Stanford researchers have developed a molecular probe that lights up tumours cells in animals, improving diagnosis and treatment of cancer and other diseases.

Stanford researchers have developed a molecular probe that lights up tumour cells in animals, improving diagnosis and treatment of cancer and other diseases.

The probe's main ingredient is a molecule that labels active proteases, which are protein-destroying enzymes that run in cancerous cells. The molecule is usually invisible to the naked eye but it has a fluorescent tag that glows when it binds to the protease. The tag sends out near-infrared light that passes through skin and is detectable with a special camera.
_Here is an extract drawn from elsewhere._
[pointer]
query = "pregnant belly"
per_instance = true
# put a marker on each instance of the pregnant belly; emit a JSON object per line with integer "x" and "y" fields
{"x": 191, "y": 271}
"Nowadays the detection of cancer, breast cancer for instance, is normally done by mammography, using X-rays - which might actually increase your risk of cancer. We think these probes may ultimately provide a less harmful, non-invasive method of detecting cancer," said the article's lead author Galia Blum, PhD, a postdoctoral scholar in the laboratory of Matthew Bogyo, PhD, assistant professor of pathology.

"It's neat. The next generation of our experiments will apply the probes during surgery. It would be nice to 'paint' it on tissues so you could distinguish between tumour and non-tumour," said Bogyo.

A key advantage of this enzyme-targeting molecule is its size. About 100 times smaller than other molecular imaging reporters, it can easily slip across the cell membrane and enter living cells. It can also move through the animal quickly, which opens up the possibility of using the technique to light up tumours while surgery is in progress.

"Unlike other enzyme-targeting molecules, it's very specific, sticks to where it binds and does it all very rapidly - in 30 minutes or less," Bogyo said.

And unlike most other molecular probes, this type identifies only active enzymes.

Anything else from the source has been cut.